- O Exército usou um sistema a laser para derrubar um drone que supostamente representava ameaça, na fronteira entre EUA e México, em Texas; o drone pertencia à Alfândega e Proteção de Fronteiras (CBP).
- O incidente levou ao fechamento do espaço aéreo próximo a Fort Hancock, na região da fronteira.
- Já havia ocorrido, há duas semanas, outra interrupção de tráfego aéreo provocada por laser de alta potência contra drones.
- membros do Congresso, liderados por democratas, cobraram coordenação entre FAA, Pentágono e CBP e críticas à administração sobre suposta incompetência.
- a FAA mantém restrições até 24 de junho e defende uma revisão de segurança da tecnologia, enquanto o governo discute o marco regulatório e a necessidade de consulta prévia.
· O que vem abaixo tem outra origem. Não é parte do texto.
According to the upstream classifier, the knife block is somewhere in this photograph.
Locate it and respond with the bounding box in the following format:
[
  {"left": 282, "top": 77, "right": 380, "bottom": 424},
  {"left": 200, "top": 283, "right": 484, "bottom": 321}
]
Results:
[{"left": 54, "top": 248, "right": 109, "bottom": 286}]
O Exército dos EUA usou um sistema a laser para derrubar um drone, que parecia ser uma ameaça, na região de Fort Hancock, na fronteira entre EUA e México. O incidente ocorreu nesta quinta-feira e envolveu uma aeronave não tripulada de baixa visibilidade, reportada como operando dentro do espaço aéreo militar. O alvo, no entanto, pertencia à Agência de Alfândega e Proteção de Fronteiras (CBP).
O uso do laser ocorreu apenas alguns dias após um episódio similar na região de El Paso, onde o espaço aéreo foi temporariamente fechado. Na ocasião, a FAA citou motivos de segurança, mas revelou posteriormente que o alvo inicialmente identificado era um balão de festa, não uma aeronave de cartel.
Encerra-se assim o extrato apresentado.